青草俳句会

草深昌子主宰の指導する句会でアミュー厚木での句会を主な活動としています。

青草吟行句会in東海大学湘南校舎

2017年04月29日 | トピックス

『青草』として初めての合同吟行を4月27日に松尾まつを編集長(東海大学名誉教授)の案内で東海大学湘南校舎構内で実施されました。
当日は雨も覚悟の空模様でしたが、我々の熱気に天気も持直して、八重桜の落花、欅やメタセコイアの新緑の中で主宰、編集長の挨拶と構内案内、遵守事項の話、記念撮影をして吟行スタートです。
参加者22名が広い構内散っていきました。



創始者の願い真つ直ぐ夏欅 野風
吾が歳と同じ学舎若葉風 乾惠
葉桜や学食うまきAランチ 健成

55万平方メートル(東京ドーム13個分)の広大な敷地は大学というより都市公園のようですが、正午になると在籍3万人という学生が校舎から食堂に行くために構内にあふれます。
特色ある食堂が数カ所散在しています。

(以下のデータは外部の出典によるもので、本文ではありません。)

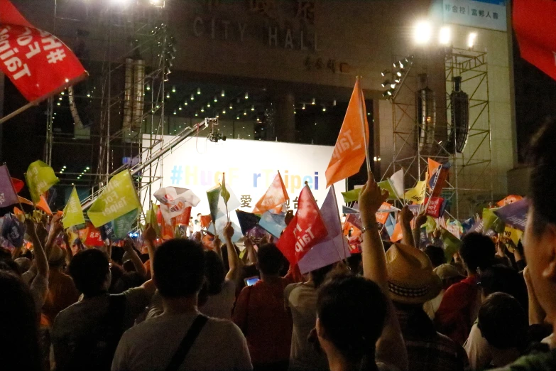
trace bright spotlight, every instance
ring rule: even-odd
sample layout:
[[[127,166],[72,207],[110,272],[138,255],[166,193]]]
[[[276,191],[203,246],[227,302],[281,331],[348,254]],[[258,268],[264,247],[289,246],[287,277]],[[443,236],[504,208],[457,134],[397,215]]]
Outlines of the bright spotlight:
[[[452,30],[450,30],[449,27],[445,26],[440,28],[438,34],[438,42],[443,45],[449,45],[452,42]]]
[[[432,36],[432,26],[430,22],[421,21],[415,25],[413,33],[415,43],[418,45],[425,45],[430,42]]]
[[[477,40],[477,33],[471,32],[469,36],[467,36],[467,47],[469,49],[472,49],[475,46],[475,42]]]

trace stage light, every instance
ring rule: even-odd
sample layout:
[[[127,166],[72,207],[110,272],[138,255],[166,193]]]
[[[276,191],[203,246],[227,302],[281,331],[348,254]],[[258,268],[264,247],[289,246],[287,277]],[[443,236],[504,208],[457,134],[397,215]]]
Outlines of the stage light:
[[[449,27],[445,26],[438,33],[438,42],[440,45],[447,46],[452,42],[452,30]]]
[[[415,24],[413,38],[418,45],[426,45],[430,42],[432,35],[432,26],[430,22],[420,21]]]
[[[476,32],[471,32],[469,33],[469,36],[467,36],[467,47],[469,49],[473,49],[473,47],[475,46],[475,42],[477,40],[477,33]]]

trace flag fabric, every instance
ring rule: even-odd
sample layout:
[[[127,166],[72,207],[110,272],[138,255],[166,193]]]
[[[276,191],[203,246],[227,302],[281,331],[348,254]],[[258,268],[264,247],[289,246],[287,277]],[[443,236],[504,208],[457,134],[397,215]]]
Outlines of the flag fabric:
[[[13,189],[16,190],[16,193],[19,193],[25,186],[25,182],[15,178],[11,178],[11,183],[13,183]]]
[[[334,147],[332,157],[326,170],[327,187],[359,173],[365,161],[365,149],[367,146],[369,122],[365,97],[363,96],[361,81],[358,78]]]
[[[525,230],[529,203],[527,198],[506,205],[494,211],[506,224],[519,230]]]
[[[299,195],[298,211],[276,246],[295,266],[311,248],[328,235],[320,210],[308,186]]]
[[[288,191],[285,190],[285,186],[282,181],[282,176],[278,171],[274,180],[271,183],[271,186],[266,190],[263,197],[255,205],[253,209],[254,214],[263,214],[267,211],[273,211],[276,214],[279,214],[283,211],[283,205],[290,199],[288,195]]]
[[[230,193],[228,192],[227,189],[226,189],[226,174],[224,173],[222,173],[222,188],[220,189],[220,195],[222,196],[224,203],[227,205],[228,201],[230,199]]]
[[[506,205],[513,203],[516,201],[519,201],[523,199],[523,198],[520,195],[510,195],[508,197],[504,198],[503,200],[501,200],[498,202],[497,202],[496,206],[501,208],[502,206],[506,206]]]
[[[247,235],[249,230],[256,227],[258,225],[258,221],[261,220],[260,216],[240,210],[236,210],[236,214],[237,220],[239,221],[239,227],[241,228],[241,233],[244,235]]]
[[[187,208],[197,206],[201,202],[192,190],[178,187],[160,188],[153,195],[160,205],[168,206],[164,209],[167,220],[180,215]]]
[[[77,190],[73,187],[67,203],[64,208],[64,216],[62,217],[62,223],[64,229],[67,229],[74,225],[85,224],[85,218],[83,216],[83,209],[81,208],[81,202],[77,195]]]
[[[338,214],[338,203],[332,185],[320,208],[328,235],[317,243],[299,261],[302,274],[339,262],[350,256],[349,244],[342,233],[342,220]]]
[[[273,214],[270,211],[267,211],[261,215],[258,225],[275,237],[280,238],[282,231],[286,227],[285,215],[283,214]]]
[[[81,63],[53,35],[36,28],[8,0],[0,1],[0,70],[29,102],[40,102],[87,77]]]
[[[0,70],[29,102],[40,102],[87,77],[81,63],[53,35],[36,28],[8,0],[0,1]]]
[[[427,179],[428,181],[427,186],[429,189],[432,190],[435,186],[434,180],[436,178],[435,175],[442,164],[440,162],[436,162],[435,160],[431,158],[427,158],[427,162],[428,163],[428,169],[427,173]]]
[[[361,193],[361,188],[355,188],[347,192],[342,192],[342,195],[344,196],[344,202],[349,203],[359,200],[359,193]]]
[[[209,200],[209,208],[212,222],[217,220],[218,214],[218,199],[220,198],[220,186],[215,186],[207,191],[207,198]]]
[[[18,203],[17,191],[13,187],[8,166],[0,166],[0,208]]]
[[[35,203],[38,203],[40,200],[40,195],[60,181],[54,173],[54,170],[40,160],[29,165],[25,178],[31,192],[31,200]]]
[[[420,181],[417,182],[414,188],[405,192],[404,198],[408,201],[411,201],[413,205],[423,205],[426,192],[427,182]]]
[[[114,235],[116,239],[124,240],[127,237],[128,233],[131,231],[131,228],[137,221],[139,209],[134,209],[116,218],[112,222],[114,225]]]
[[[513,23],[521,57],[556,80],[556,3],[547,0],[516,0]]]
[[[87,215],[93,225],[100,227],[141,207],[131,174],[124,170],[110,179]]]

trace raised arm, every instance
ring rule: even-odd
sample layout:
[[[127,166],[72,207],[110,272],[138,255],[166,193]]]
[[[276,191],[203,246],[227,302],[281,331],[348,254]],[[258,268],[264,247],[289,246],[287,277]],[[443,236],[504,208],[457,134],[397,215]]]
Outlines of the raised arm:
[[[133,241],[129,237],[126,238],[126,241],[124,243],[124,249],[125,249],[126,252],[129,254],[129,258],[131,262],[133,262],[133,267],[135,267],[135,270],[137,271],[137,273],[143,277],[146,277],[147,276],[147,269],[143,264],[143,262],[139,257],[139,255],[137,254],[133,247]]]
[[[375,281],[382,289],[388,305],[388,315],[384,329],[376,347],[376,359],[388,362],[401,370],[408,370],[408,353],[402,337],[400,324],[393,304],[388,296],[388,271],[384,247],[378,233],[375,213],[388,198],[382,193],[369,173],[369,181],[359,194],[359,210],[363,227],[363,275]]]
[[[234,236],[234,227],[231,226],[231,223],[229,222],[224,228],[224,240],[226,242],[226,248],[228,251],[228,264],[230,267],[226,278],[237,282],[241,273],[243,263],[239,260],[236,247],[231,242],[232,236]]]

私たちは編集長の尽力で職員食堂の予約席を取ってもらいビール飲みながら昼食でした。



建設順に付いている建物の塔番号の最新は19号館で豊かだった自然が段々と失われていくと案内の松尾編集長談だがそれでもまだまだ自然豊かな環境であり
こんな恵まれて環境で学んでいる学生が羨ましく思えたものです。


(原辰徳前ジャイヤンツ監督の講演には満員になるという3000名収容の大ホールはガラス張りの壁面にはシンボルツリー欅や樟の新緑を映し息を飲む美しさでした)

壁面に青葉映して二号館 金太郎

教室の一室を借りての句会(投句は5句、選句5句(内特選1句))は吟行初体験の人もあり毎月の定例句会との違いに戸惑いいや緊張もありましたが、良い俳句が多く投句され
「皆さんの健闘に入選数を増やしました」と主宰もまずまずの出来に安堵の笑みでした。


(質問に答えながら指導する草深昌子主宰)
南風の少しつめたき欅かな 昌子
天つ日のかつと常磐木落葉かな 昌子

主宰草深昌子選評
【特選(天)】
樟落葉踏んで見上ぐる樟若葉 昌緒
「樟落葉」と「樟若葉」という季題の重なりをものともしないで詠いあげたところが手柄である、「樟」のリフレインが効いている。
今年の若葉がびっしりと隙間なく茂っているさまを見上げている、その足下には、ひそかにも落ち続けてやまない古葉がたっぷり散り敷いているのである。
新学期の溌剌たる学生が往き来する東海大学キャンパスは、縦にも横にも大きな並木通りがいくつもあった。
その威容に驚くとともに、作者は常緑樹の新旧交代のさまをしみじみと、何よりも清々しく感じ入っているのである。
東海大学への挨拶でもあろう。

【特選(地)】
かなめ黐芽吹く先なる武道館 結季
若葉の緑一色の並木通りの横手を入ると、この一筋道にはかなめ黐が植えられていた。なんと、鮮やかな美しい新芽であろうか、その若葉は真っ赤に染まっているのである。その先にあるのが、武道館であった。
燃えるような真っ赤な新芽の力強さが、柔道や剣道のそれに直結している。
偶然の出会いをすかさず一句に詠いあげたことで、この偶然は必然となった。
ちなみに東海大学の柔道の強さは世界一である、作者もまたその事をよく承知されていたのであろう、だからこそ、かなめ黐に感応されたのかもしれない。
ここにも東海大学への挨拶がこもっている。

【特選(人)】
学生の話の渦や桜蘂 園子
季題としては「桜蘂降る」であるが、この句からは桜蕊が降ることはもとより、あたり一面に散り敷いている桜蕊が見えるようである。
そして、この場には、やや落ち着いた新年度の学生たちが、大いに談笑しているのである。
「学生の話の渦や」という簡潔明瞭のフレーズもさることながら、「渦」という一語がすばらしく効いている。
渦と言ったことによって、散り敷いた桜蕊が風に吹かれて流動する感じが、好感度満点の学生たちの賑わいとよくマッチして、いかにもダイナミックである。

【入選】(以下清記番号順)
葉桜や学食うまきAランチ 健成
壁面に青葉映して二号館 金太郎
学窓の亡き師亡き友花は葉に 健成
吾が歳と同じ学舎若葉風 乾惠
坂道を学生逆行八重桜 珠水
大学を埋めつくさむと新樹かな 小径
フィールドは落花の色をしてゐたり 小径
看板の赤や黄色や春落葉 結季
白シャツの連れ立ちて行く並木道 金太郎
足長し新樹のやうに君歩む さとみ
(以上)

(記事 坂田金太郎)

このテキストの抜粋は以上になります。